Situation des femmes dans les mines artisanales au Mali : quand la pauvreté tue
L’effondrement survenu à Kéniéty, dans le cercle de Kéniéba, a coûté la vie à six femmes le 9 janvier 2026. Derrière cette tragédie se cache une dure réalité : la pauvreté extrême qui pousse les mères de famille à risquer leur vie chaque jour pour survivre.
Des mères acculées par la faim dans les mines d’or
Travailler dans des sites d’orpaillage artisanale au Mali n’est pas un choix pour ces femmes, mais une nécessité vitale. Contraintes par la faim et l’absence de revenus, elles affrontent des conditions de travail inhumaines pour extraire quelques grammes d’or. Dans la région de Kayes, il est courant de les voir œuvrer plus de 12 heures par jour sous un soleil écrasant, souvent pour moins de quelques grammes de métal précieux, insuffisant pour nourrir leur famille.
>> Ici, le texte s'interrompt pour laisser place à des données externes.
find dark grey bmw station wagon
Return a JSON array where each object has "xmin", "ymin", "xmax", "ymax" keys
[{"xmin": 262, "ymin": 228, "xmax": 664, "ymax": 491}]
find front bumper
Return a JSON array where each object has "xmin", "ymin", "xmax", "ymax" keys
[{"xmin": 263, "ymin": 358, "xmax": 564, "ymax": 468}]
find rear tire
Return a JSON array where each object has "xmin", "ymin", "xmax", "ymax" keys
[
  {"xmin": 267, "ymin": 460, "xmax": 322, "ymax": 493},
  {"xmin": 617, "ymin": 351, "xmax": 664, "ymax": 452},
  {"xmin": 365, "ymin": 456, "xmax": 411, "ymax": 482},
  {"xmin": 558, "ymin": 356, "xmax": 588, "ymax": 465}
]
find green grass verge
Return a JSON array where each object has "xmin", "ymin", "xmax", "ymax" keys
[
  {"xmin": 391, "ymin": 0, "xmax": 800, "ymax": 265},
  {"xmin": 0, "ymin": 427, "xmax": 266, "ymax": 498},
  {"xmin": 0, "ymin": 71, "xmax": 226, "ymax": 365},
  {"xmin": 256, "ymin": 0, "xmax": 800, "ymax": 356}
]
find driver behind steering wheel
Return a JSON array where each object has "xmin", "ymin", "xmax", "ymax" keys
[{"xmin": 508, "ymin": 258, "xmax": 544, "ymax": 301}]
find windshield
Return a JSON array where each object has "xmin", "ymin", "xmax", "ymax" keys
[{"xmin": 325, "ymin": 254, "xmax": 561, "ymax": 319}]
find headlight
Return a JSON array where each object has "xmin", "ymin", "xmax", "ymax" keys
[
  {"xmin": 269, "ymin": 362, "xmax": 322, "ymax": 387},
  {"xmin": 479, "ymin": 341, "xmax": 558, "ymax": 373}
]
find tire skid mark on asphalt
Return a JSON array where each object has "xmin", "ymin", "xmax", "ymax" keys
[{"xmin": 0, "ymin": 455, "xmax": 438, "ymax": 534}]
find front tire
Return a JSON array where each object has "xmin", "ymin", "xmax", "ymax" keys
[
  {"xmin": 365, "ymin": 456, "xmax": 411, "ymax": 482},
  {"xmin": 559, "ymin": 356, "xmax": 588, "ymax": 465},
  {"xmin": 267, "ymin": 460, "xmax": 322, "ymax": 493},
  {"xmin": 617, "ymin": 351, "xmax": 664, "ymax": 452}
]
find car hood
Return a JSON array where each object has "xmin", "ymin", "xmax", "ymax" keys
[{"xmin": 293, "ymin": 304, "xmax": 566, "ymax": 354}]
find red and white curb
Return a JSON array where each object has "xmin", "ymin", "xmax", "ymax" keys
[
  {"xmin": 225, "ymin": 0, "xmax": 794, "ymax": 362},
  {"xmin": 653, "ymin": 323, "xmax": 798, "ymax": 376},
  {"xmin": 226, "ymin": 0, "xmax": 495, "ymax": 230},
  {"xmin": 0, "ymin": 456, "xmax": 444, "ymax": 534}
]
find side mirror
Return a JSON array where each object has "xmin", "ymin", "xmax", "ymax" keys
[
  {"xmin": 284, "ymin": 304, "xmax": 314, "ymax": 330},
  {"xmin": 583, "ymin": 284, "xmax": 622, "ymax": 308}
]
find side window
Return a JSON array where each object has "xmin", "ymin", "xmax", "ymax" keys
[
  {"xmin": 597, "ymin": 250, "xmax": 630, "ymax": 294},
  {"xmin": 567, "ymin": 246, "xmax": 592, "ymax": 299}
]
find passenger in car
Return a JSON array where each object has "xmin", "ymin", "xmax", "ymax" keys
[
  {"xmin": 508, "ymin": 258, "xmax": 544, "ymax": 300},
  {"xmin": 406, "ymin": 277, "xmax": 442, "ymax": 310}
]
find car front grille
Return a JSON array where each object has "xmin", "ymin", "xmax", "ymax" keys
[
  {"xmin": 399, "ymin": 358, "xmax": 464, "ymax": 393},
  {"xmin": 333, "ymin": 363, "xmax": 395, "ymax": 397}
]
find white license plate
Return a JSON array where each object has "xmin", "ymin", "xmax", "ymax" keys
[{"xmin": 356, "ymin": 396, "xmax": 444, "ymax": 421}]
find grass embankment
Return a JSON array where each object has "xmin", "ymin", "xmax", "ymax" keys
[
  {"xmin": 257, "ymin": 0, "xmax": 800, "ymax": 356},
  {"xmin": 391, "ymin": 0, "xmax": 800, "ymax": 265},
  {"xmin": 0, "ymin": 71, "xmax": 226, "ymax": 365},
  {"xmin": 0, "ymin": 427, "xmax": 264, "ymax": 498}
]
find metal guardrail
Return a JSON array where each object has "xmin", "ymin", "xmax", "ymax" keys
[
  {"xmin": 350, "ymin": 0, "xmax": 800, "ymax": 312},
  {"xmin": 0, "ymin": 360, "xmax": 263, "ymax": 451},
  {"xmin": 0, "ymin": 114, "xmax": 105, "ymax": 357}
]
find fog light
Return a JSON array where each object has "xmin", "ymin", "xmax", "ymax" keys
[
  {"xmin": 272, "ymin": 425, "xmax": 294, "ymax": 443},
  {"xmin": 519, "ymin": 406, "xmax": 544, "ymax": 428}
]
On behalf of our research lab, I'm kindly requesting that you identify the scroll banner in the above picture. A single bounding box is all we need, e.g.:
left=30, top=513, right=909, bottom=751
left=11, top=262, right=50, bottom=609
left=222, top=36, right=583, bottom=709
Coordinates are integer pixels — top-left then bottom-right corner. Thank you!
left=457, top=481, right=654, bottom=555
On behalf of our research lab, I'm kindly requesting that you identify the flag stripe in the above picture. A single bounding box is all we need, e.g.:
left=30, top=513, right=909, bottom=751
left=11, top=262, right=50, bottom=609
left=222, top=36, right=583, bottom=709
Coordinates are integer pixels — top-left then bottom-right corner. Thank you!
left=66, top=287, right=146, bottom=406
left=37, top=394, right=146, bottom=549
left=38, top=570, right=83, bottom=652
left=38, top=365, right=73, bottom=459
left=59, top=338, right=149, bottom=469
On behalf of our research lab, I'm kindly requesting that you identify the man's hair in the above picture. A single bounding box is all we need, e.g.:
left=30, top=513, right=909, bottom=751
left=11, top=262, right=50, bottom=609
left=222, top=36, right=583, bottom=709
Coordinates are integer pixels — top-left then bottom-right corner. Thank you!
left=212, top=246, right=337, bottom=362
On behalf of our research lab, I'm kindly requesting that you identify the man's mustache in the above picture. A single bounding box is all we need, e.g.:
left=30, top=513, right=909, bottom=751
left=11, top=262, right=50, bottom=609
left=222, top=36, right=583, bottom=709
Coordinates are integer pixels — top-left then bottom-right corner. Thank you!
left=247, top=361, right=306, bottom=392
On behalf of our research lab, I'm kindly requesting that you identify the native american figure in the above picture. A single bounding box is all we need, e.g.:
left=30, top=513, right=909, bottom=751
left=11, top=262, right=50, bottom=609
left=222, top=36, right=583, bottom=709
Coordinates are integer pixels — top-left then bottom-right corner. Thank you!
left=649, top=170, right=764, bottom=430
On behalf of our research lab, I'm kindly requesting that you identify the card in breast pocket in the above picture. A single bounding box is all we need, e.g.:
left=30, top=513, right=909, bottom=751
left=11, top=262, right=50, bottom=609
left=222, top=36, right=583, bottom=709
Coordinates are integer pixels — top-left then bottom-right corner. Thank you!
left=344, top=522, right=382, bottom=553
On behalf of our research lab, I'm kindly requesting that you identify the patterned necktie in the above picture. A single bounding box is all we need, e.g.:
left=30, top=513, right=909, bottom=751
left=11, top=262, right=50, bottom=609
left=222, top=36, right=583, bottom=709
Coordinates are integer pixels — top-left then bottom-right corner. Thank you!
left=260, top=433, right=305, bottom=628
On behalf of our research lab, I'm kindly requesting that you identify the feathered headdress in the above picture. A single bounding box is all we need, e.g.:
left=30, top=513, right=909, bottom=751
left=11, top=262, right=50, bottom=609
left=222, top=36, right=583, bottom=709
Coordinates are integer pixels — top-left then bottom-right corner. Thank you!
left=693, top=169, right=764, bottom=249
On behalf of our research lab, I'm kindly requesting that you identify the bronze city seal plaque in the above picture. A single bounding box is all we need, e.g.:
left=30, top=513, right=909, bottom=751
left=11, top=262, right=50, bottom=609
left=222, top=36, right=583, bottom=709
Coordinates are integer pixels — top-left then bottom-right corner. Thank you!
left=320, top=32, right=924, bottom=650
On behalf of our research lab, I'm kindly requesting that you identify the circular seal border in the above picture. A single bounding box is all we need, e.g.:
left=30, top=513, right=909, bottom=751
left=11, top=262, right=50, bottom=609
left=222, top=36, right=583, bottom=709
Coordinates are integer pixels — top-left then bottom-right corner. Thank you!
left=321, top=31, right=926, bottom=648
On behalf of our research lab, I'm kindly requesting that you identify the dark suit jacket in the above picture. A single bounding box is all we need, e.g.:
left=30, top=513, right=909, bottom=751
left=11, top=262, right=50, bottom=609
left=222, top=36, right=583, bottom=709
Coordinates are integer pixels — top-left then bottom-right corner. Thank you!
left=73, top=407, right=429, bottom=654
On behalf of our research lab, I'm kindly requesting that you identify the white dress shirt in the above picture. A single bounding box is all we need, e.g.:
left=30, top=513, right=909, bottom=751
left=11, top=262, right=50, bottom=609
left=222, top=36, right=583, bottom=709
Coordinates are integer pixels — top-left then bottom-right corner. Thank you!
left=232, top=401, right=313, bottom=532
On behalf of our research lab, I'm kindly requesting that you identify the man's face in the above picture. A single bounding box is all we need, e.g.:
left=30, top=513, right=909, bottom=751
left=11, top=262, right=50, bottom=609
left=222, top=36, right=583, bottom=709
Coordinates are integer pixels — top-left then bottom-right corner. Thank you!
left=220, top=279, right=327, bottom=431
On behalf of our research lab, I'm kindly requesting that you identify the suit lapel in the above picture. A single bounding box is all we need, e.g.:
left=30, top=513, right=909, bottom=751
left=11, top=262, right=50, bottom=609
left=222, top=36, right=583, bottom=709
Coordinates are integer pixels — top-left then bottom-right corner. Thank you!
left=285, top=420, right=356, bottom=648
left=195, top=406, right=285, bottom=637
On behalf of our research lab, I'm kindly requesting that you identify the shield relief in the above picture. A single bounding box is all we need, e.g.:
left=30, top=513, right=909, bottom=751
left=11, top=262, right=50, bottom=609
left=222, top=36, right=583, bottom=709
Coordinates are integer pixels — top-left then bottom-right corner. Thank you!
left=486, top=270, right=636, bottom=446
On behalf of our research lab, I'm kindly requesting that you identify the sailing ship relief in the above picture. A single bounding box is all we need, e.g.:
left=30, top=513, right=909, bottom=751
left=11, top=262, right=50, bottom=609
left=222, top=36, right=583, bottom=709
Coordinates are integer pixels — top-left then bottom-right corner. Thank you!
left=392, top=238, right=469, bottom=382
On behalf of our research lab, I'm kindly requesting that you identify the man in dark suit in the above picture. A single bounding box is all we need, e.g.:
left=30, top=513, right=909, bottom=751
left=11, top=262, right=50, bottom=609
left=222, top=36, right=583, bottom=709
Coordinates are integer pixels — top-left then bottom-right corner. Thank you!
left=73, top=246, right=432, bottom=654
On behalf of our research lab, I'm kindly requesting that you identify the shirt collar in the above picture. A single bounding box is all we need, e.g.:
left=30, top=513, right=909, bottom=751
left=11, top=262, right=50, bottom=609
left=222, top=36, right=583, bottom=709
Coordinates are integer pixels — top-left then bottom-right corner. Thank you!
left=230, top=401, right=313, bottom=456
Leurs conditions de travail sont aggravées par le fait qu’elles sont reléguées aux zones les plus dangereuses des sites miniers. Exclues des galeries les plus rentables par les hommes, elles se retrouvent dans des fosses abandonnées ou des mines déjà fragilisées. Ces zones, jugées trop risquées par les autres orpailleurs, deviennent leurs tombeaux lorsque les parois s’effondrent sous l’effet de l’érosion ou de pluies soudaines.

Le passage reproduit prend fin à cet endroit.